Pemerintah memberikan izin kepada institusi pendidikan dini hingga menengah di zona hijau untuk membuka sekolah dan memulai pembelajaran tatap muka. Ini merupakan Keputusan Bersama 4 Menteri, yakni Menteri Kesehatan, Menteri Pendidikan dan Kebudayaan, Menteri Agama, dan Menteri Dalam Negeri.
Menteri Pendidikan dan Kebudayaan Nadiem Makarim menjelaskan bahwa tahun ajaran 2020/2021 tidak berubah. Jadwalnya tetap saja akan dimulai pada bulan Juli 2020. Namun metode pembelajaran di sekolah yang menyesuaikan dengan keadaan wilayah masing-masing sekolah dalam kaitannya dengan Covid-19.
"Untuk daerah dengan zona kuning, oranye, dan merah yaitu zona-zona yang telah didesignasikan oleh gugus tugas yang punya risiko Covid-19 dan penyebaran Covid-19 itu dilarang saat ini melakukan pembelajaran tatap muka di satuan pendidikan," kata Nadiem, dalam webinar, Senin (15/6).
Dia menjelaskan bahwa mayoritas peserta didik di Indonesia, yakni 94 persen berada di zona yang terpapar Covid-19. Mereka ini tidak diizinkan untuk ke sekolah selama wilayahnya masih berada dalam zona penyebaran Covid-19.
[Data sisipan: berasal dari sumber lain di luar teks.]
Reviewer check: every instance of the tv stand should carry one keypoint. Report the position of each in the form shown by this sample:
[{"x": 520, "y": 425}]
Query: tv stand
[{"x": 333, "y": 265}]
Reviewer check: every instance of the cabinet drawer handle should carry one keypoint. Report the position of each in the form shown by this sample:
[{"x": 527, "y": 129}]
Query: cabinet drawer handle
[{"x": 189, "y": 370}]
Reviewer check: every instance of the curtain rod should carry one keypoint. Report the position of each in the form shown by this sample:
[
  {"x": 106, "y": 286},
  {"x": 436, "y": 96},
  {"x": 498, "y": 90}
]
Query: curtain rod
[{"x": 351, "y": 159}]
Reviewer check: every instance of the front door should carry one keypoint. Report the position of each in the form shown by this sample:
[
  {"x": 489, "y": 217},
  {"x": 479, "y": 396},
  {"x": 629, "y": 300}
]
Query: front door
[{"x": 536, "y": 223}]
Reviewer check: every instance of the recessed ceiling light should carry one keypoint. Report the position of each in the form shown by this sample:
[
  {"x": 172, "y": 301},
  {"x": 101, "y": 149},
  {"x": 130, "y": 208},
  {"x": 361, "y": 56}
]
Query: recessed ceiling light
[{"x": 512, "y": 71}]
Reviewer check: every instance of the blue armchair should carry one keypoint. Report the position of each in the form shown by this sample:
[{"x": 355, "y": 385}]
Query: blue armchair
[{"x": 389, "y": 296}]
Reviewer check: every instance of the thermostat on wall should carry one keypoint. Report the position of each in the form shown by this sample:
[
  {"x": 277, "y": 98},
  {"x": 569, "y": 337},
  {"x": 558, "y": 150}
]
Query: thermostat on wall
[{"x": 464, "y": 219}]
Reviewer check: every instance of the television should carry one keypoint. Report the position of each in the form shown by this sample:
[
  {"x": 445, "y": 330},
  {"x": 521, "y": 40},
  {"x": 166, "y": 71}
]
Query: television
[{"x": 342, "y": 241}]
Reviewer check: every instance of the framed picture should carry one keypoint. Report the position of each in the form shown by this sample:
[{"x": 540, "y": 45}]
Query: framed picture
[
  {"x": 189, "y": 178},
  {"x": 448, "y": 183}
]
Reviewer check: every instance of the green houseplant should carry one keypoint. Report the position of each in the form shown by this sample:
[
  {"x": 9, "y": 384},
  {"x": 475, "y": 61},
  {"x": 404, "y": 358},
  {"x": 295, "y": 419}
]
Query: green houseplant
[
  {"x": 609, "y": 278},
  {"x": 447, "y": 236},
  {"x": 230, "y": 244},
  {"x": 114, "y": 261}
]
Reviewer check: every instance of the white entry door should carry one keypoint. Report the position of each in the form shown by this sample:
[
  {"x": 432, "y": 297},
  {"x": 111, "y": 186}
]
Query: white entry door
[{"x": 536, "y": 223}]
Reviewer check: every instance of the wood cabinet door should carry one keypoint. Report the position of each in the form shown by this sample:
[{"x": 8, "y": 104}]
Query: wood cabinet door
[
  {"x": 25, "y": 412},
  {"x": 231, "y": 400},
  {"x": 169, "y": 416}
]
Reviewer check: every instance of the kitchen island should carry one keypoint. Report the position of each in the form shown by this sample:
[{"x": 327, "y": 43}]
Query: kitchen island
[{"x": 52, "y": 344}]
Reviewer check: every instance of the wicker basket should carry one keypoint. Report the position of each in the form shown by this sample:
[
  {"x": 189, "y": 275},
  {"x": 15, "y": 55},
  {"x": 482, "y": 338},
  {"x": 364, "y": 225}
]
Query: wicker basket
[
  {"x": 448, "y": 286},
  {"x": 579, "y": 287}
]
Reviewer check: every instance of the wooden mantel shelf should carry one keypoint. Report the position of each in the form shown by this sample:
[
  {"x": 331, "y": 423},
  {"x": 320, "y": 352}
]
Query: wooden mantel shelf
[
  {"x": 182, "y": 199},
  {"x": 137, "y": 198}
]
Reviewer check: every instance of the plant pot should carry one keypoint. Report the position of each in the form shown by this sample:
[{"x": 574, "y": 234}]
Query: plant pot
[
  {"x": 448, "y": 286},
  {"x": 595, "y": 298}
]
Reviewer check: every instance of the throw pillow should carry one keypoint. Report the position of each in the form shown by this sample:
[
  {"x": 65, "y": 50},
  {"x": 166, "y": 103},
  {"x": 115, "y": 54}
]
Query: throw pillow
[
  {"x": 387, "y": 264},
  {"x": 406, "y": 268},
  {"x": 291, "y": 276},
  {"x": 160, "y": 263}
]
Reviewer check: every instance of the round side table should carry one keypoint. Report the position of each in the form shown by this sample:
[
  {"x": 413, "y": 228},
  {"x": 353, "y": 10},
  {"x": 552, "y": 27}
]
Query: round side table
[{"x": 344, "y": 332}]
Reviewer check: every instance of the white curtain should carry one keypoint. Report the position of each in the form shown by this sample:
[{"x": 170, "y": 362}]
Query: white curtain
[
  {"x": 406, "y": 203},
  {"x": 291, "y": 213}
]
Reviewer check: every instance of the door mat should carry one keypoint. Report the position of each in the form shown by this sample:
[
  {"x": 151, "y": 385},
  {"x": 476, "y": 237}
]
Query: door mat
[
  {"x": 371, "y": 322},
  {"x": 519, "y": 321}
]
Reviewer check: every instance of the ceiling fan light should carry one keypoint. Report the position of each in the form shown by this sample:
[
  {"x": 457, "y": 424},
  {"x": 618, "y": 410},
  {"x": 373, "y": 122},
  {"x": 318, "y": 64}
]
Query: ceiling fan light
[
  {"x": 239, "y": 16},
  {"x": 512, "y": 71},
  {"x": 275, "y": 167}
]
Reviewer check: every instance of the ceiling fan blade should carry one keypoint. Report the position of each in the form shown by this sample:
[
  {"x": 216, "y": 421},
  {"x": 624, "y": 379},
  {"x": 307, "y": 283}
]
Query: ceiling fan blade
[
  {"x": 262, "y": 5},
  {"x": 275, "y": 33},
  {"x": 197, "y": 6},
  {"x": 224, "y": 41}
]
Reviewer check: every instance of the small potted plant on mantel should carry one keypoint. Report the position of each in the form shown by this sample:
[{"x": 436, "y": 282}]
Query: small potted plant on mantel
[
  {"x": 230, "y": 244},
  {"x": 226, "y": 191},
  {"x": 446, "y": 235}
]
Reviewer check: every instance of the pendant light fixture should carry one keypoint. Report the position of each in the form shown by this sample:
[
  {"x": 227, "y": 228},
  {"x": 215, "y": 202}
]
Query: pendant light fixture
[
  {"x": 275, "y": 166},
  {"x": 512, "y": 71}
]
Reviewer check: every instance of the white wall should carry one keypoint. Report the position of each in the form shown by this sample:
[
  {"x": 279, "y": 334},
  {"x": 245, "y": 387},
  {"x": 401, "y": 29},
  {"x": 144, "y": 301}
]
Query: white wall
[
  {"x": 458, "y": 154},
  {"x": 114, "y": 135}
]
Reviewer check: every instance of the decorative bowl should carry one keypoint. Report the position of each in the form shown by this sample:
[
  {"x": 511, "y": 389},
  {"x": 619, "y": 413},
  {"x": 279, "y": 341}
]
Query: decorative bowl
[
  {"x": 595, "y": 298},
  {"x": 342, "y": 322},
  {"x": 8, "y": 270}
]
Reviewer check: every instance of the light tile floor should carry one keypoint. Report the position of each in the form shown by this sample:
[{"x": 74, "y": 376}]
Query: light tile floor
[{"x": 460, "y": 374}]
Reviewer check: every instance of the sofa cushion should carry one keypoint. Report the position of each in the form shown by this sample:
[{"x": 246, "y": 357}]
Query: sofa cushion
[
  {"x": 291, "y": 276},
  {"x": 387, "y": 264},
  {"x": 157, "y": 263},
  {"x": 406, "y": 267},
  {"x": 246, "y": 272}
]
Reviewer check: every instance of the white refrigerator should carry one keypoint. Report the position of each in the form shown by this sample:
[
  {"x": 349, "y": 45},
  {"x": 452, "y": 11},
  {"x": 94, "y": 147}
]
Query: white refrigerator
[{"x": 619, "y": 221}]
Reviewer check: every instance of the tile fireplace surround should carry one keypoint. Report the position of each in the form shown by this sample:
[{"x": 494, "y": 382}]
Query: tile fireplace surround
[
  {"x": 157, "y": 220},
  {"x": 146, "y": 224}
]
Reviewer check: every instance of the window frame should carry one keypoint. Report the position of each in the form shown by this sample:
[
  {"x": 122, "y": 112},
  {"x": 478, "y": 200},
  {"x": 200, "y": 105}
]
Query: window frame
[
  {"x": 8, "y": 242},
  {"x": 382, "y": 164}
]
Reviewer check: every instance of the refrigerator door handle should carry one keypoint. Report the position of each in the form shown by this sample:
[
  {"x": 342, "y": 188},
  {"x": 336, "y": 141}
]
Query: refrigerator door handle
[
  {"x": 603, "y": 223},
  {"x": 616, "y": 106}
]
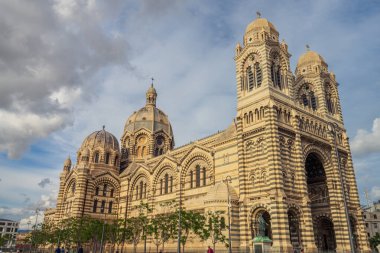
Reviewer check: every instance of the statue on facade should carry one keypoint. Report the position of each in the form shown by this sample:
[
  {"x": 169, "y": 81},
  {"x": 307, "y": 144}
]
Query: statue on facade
[{"x": 261, "y": 225}]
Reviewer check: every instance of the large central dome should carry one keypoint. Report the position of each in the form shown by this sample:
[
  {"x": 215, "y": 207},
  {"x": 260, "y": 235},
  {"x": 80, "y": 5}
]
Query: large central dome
[
  {"x": 149, "y": 117},
  {"x": 147, "y": 132}
]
"94 Persen dari peserta didik kita tidak diperkenankan untuk melakukan pembelajaran tatap muka. Jadi masih belajar dari rumah," ujar dia.
Advertisement
Satuan pendidikan yang boleh menyelenggarakan pembelajaran tatap muka, lanjut dia, yakni satuan-satuan pendidikan baik dini, dasar, maupun menengah yang berada di zona hijau. Meskipun demikian ada sejumlah syarat yang harus dipenuhi satuan pendidikan di zona hijau untuk boleh melaksanakan pembelajaran tatap muka.
"Yang 6 persen yaitu yang di zona hijau itulah yang kami memperbolehkan pemerintah daerah untuk melakukan pembelajaran tatap muka tapi dengan protokol yang sangat ketat," ujar dia.
Nadiem memastikan bahwa keputusan tersebut dibuat dengan perhitungan yang sangat ketat. Dia pun menyatakan bahwa proses dibukanya kembali sekolah-sekolah untuk pembelajaran tatap muka akan berlangsung dalam proses yang sangat lambat dan betul-betul memastikan aspek keselamatan dan kesehatan pengajar dan peserta didik.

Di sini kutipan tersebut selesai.